Es spricht vieles dafür, dass die Vorstellung des „bösen Drachen“ ein Resultat des historischen Unterdrückungs- und Entwertungsprozesses der Frau durch den Mann ist. Bevor es dazu kam, wurden Schlangen mit Erd- und Muttergöttinnen assoziiert, die in den Jahrtausenden vor dem 4. Jt. BCE, als der Unterdrückungsprozess einsetzte, im Glauben der Menschen einen höheren Stellenwert hatten als männliche Götter, denn ihnen wurde ursprünglich die parthenogenetische Schöpfung aller Lebewesen, auch der männlichen Götter, zugeschrieben.
Hinweise darauf ergeben sich z.B. aus den Merkmalen der griechischen Urgöttin Gaia, die auch eine Schlangengöttin war. Im Tempel von Delphi, ursprünglich ein Heiligtum der Gaia, verkündete eine Schlangenpriesterin (Pythia) die Orakel.
Die ägyptische Kobragöttin Wadjet galt als Beschützerin des Pharao und damit des ganzen Landes und wurde als feuerspeiende Schlange dargestellt.
Auch die indische Göttin Kali galt ursprünglich als allesgebärende Ur- und Schlangengöttin und als Verkörperung der Kundalini, der spirituell-sexuellen Schlangenkraft.
Da die Schlangengöttinnen als Trägerinnen von Heilkraft galten, konnte sich die Schlange auch als Symbol dieser Kraft etablieren, nämlich in der Schlange des Äskulapstabes.
Die Liste könnte noch lange fortgesetzt werden.

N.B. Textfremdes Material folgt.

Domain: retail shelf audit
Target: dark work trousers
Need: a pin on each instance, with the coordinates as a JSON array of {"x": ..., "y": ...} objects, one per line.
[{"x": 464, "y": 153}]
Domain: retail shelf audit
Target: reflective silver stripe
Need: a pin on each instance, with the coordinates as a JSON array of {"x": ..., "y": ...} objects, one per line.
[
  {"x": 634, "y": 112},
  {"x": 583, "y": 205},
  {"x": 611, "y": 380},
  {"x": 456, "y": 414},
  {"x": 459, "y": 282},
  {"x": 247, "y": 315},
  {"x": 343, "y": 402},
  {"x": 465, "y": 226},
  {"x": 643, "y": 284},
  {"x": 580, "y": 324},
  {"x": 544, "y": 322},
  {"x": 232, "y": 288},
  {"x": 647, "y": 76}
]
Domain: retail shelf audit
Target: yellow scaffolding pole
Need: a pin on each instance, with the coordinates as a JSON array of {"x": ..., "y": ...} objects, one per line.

Im Zuge der sozialen und religiösen Entwertung des Weiblichen kam es in Mesopotamien, genauer: in Babylonien, Ende des 2. Jt. BCE zur ersten mythologischen Darstellung des bösen weiblichen Drachen in Gestalt der Tiamat, die ursprünglich eine gute Mutter- und Schlangengöttin war, dann aber von Priesterautoren des Marduk-Tempels im Epos „Enuma Elish“ zum Symbol des Chaotischen umfunktioniert wurde. Der Kriegergott Marduk, der Hauptgott des babylonischen Königtums, macht in dieser Story der „bösen“ Tiamat den Garaus und erschafft aus ihrem zerrissenen Leib Himmel und Erde. Die Tötung der „bösen weiblichen Schlange“ wird hier ideologisch zum notwendigen Ursprung der Welt verklärt.
Das Bild des Drachen wird in diesem Mythos zum ersten Mal vorgezeichnet, weil Tiamat nicht nur als (Riesen-)Schlange dargestellt wrid, sondern auch über Beine verfügt (siehe unten in der zitierten Passage).
Das Epos „Enuma Elish“ war ein bedeutender „heiliger Text“, der vemutlich um 1200 BCE in Babylon entstand und jährlich auszugsweise beim wichtigsten religiösen Fest Babylons, dem Aikutu (Neujahrsfest), im Marduk-Tempel rezitiert wurde. Der Text schildert u.a. die brutale Tötung der Urmutter-Göttin Tiamat durch den Kriegergott Marduk, die aus den beiden Hälften der von ihm zerrissenen Tiamat Himmel und Erde erschafft.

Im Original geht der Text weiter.